Friday, 9 May 2014
Can you legislate to make better doctors?
by Michael Woodhead
New draft legislation released by China's National Health and Family Planning Commission seeks to make doctors practise medicine in a more humane and 'patient-centred' way. The new regulations will make it a criminal offence for a doctor to neglect to treat a patient, and will force doctors to take responsibility for the adverse outcomes of any patient that they fail to treat in a reasonable and timely manner.
Released at the behest of the State Council, the "Medical Treatment Quality Management Regulations (Draft)" is a wide ranging document that aims to improve the quality of medical treatment by spelling out the doctor's duties and also highlighting prohibited practices.

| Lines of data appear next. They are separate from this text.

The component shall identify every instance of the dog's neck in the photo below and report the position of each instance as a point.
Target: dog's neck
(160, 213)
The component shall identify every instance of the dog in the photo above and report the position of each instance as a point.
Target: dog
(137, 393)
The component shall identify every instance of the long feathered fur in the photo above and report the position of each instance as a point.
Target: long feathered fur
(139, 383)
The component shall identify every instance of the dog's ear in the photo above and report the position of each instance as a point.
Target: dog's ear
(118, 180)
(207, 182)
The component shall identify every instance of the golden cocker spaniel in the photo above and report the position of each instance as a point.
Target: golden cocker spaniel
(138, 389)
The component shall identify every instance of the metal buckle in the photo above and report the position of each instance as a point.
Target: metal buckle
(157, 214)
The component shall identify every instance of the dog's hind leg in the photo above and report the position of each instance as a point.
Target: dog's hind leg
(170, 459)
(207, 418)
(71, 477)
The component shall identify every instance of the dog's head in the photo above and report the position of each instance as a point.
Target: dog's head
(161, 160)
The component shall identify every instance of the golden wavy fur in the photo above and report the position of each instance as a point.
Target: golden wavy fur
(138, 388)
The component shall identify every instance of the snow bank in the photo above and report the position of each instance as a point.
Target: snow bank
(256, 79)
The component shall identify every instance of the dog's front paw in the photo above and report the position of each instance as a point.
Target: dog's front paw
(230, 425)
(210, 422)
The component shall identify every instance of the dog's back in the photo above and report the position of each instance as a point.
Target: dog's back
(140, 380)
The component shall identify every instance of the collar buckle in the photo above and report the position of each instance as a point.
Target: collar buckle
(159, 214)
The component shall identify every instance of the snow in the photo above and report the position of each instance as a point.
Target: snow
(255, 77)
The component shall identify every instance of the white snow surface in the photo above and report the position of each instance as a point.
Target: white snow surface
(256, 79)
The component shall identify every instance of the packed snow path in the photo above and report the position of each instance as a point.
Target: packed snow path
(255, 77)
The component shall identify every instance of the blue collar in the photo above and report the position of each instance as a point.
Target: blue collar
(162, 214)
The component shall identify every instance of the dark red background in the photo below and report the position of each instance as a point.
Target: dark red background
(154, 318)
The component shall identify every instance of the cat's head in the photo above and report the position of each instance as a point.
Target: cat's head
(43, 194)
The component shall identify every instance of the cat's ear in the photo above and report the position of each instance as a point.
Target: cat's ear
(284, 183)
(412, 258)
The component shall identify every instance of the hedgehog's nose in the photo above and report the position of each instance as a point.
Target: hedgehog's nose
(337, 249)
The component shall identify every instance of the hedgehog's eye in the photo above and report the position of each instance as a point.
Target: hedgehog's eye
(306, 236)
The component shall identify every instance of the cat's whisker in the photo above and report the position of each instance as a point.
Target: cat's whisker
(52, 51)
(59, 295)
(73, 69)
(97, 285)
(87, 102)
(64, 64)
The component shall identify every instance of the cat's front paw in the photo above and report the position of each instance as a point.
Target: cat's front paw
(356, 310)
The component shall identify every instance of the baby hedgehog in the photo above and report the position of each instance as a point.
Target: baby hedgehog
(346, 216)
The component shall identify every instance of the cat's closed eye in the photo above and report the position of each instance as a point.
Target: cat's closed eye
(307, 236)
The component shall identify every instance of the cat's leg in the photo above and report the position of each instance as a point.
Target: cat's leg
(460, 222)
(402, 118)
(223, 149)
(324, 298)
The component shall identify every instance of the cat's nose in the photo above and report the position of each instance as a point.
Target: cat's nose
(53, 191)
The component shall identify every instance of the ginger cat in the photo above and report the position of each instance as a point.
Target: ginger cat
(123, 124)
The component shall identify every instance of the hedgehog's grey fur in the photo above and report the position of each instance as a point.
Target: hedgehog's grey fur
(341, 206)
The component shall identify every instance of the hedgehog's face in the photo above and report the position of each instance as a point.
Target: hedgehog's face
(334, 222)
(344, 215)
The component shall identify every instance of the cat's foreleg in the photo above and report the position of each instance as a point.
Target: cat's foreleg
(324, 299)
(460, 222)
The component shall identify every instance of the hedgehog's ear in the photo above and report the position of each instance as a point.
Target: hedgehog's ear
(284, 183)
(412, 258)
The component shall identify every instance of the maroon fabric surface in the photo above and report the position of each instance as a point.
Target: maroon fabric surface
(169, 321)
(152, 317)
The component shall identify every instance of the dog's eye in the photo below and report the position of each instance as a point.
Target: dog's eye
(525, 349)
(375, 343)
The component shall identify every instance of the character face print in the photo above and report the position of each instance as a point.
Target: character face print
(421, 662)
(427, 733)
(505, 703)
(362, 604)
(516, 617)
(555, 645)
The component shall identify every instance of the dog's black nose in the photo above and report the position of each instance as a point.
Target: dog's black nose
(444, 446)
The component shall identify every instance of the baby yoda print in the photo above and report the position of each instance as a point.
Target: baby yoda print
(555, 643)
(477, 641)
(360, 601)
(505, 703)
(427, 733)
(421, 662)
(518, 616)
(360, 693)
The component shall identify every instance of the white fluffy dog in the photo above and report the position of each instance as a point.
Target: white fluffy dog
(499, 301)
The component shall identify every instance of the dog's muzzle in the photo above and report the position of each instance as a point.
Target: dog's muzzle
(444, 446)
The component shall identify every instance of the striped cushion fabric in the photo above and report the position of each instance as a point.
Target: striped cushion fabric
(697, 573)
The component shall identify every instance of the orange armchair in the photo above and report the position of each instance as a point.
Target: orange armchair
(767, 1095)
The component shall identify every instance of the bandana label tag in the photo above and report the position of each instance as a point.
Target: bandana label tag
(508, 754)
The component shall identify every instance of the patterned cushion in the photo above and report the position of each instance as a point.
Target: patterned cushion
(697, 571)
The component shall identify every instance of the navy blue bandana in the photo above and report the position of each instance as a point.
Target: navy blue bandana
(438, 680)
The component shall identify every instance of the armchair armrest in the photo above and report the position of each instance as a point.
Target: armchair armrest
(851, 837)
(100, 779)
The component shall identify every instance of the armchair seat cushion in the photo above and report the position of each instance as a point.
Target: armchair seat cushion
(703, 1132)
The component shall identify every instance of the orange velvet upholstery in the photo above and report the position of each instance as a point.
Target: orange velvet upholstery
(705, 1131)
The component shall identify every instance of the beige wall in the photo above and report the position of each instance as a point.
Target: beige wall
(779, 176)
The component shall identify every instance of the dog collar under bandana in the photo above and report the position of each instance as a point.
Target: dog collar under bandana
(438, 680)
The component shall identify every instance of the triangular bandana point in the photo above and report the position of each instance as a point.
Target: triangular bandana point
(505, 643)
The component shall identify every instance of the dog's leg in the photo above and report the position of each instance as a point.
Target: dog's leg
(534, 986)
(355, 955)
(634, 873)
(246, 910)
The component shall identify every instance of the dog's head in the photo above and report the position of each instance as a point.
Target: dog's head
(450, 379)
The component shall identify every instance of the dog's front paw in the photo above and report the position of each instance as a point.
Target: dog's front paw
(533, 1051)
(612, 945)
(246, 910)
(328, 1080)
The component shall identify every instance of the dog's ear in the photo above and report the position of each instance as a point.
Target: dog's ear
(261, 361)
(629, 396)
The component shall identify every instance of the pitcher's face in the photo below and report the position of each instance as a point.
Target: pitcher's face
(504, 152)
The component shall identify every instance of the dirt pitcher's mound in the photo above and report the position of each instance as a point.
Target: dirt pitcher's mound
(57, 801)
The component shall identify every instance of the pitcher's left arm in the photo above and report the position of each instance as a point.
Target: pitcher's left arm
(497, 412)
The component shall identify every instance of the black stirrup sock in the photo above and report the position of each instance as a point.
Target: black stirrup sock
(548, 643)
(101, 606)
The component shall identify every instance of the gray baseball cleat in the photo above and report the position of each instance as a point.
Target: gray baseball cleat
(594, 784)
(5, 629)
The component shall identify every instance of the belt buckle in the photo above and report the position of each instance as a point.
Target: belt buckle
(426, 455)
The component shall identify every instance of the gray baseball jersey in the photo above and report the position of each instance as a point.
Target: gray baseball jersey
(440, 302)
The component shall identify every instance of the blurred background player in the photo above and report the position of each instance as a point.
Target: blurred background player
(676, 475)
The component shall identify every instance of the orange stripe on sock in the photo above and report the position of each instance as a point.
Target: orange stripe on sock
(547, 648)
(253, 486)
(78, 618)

The new rules state that it will be a criminal offence for medical staff to refuse to take responsibility for patients in need or treatment, and staff must bear the consequences of any damage or injury that results from failing to provide treatment. The NHFPC says the new legislation also requires health providers to have mechanisms in place to accept and respond to medical complaints in a timely manner. It says medical staff must act in a humane and patient-centred way to carry out the core responsibility of "healing the wounded and rescue the dying". Staff must show respect to the patient and uphold their rights. The new rules also require medical personnel to use medications responsibly and to have a good knowledge of how they work and their efficacy. They also make it a criminal offence to use non-approved drugs, medical procedures, equipment.